Corporate treasurers have accused the banks of taking advantage of the crisis at the expense of their businesses, according to a survey of 263 treasurers by EuroFinance. Over three-quarters (76%) of the respondents said banks that have accepted public money have not lived up to their commitment to help businesses. More than half responded “no” when asked “Are banks delivering acceptable lending terms to healthy companies?”
Treasurers are equally negative about the US bailout. Over half (60%) believe the US government has not succeeded in stabilising the nation’s banking system. They were more optimistic about the timing of a recovery, with 37% calling an end to the banking crisis in the first half of 2010 and another 35% saying it would be over in the second half of that year. Some 75% said that the US would emerge from recession before Europe.

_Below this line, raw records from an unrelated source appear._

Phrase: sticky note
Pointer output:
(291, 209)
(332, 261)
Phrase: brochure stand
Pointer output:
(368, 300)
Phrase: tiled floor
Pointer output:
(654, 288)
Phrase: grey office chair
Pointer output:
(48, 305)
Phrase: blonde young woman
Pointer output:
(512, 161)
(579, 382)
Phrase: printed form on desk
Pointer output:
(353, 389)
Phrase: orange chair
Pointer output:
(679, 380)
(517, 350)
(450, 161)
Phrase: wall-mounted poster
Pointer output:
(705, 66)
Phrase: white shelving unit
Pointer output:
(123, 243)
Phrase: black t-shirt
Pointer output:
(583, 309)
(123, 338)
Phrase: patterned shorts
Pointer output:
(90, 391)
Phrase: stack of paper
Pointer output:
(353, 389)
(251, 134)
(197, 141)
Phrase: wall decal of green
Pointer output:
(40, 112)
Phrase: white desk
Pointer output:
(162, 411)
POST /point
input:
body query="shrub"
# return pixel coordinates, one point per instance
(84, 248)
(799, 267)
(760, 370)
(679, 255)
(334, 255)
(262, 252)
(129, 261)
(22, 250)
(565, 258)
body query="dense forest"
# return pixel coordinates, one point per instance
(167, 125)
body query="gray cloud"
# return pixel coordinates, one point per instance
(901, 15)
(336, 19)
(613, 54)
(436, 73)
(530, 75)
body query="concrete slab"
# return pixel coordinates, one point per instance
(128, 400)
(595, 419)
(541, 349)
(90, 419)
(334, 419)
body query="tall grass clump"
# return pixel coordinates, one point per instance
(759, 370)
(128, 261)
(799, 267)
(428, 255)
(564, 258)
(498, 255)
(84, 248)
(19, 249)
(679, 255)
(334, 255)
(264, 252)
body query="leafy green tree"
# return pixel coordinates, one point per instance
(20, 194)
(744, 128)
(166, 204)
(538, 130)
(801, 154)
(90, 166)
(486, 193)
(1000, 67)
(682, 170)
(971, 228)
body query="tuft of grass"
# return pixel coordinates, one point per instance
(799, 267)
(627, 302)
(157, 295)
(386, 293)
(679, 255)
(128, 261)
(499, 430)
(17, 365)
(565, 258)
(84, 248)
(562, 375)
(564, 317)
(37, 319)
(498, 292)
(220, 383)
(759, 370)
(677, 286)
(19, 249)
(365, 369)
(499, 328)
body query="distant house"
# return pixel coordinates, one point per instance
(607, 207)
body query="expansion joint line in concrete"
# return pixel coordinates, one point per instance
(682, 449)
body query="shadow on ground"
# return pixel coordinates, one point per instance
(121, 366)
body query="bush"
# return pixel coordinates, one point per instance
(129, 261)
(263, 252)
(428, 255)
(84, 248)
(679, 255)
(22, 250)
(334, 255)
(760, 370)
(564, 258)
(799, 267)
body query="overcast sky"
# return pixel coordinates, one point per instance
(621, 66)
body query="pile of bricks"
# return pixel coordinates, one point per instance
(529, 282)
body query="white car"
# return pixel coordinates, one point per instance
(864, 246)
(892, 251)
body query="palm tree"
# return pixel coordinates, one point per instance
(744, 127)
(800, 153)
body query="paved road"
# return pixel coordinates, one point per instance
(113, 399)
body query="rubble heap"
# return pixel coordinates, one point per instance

“In this environment of crisis and opportunity, companies are speaking out about their banks,” said Carolyn Meier, managing director, EuroFinance. “They don’t believe their banks are giving them a fair deal. The majority think bankers are in a position to do more, and are either sitting on their hands or using the crisis to their advantage and at the expense of healthy companies.”
Treasurers find themselves in this position, the survey reveals, despite a much lower opinion of banking wisdom. Just over half (51%) said that they viewed their bankers as less competent since the onset of the crisis.
The competency of corporate treasurers – at least from the point of view of their corporate colleagues – is on the rise. Some 74% said that their job had gained greater influence since the onset of the crisis; 77% said that they had taken on new duties and responsibilities, and 49% said they are spending more time with the CEO since the crisis began. The crisis has also proven to be a positive catalyst in many companies – 60% said that the crisis had accelerated the rate of innovation in treasury.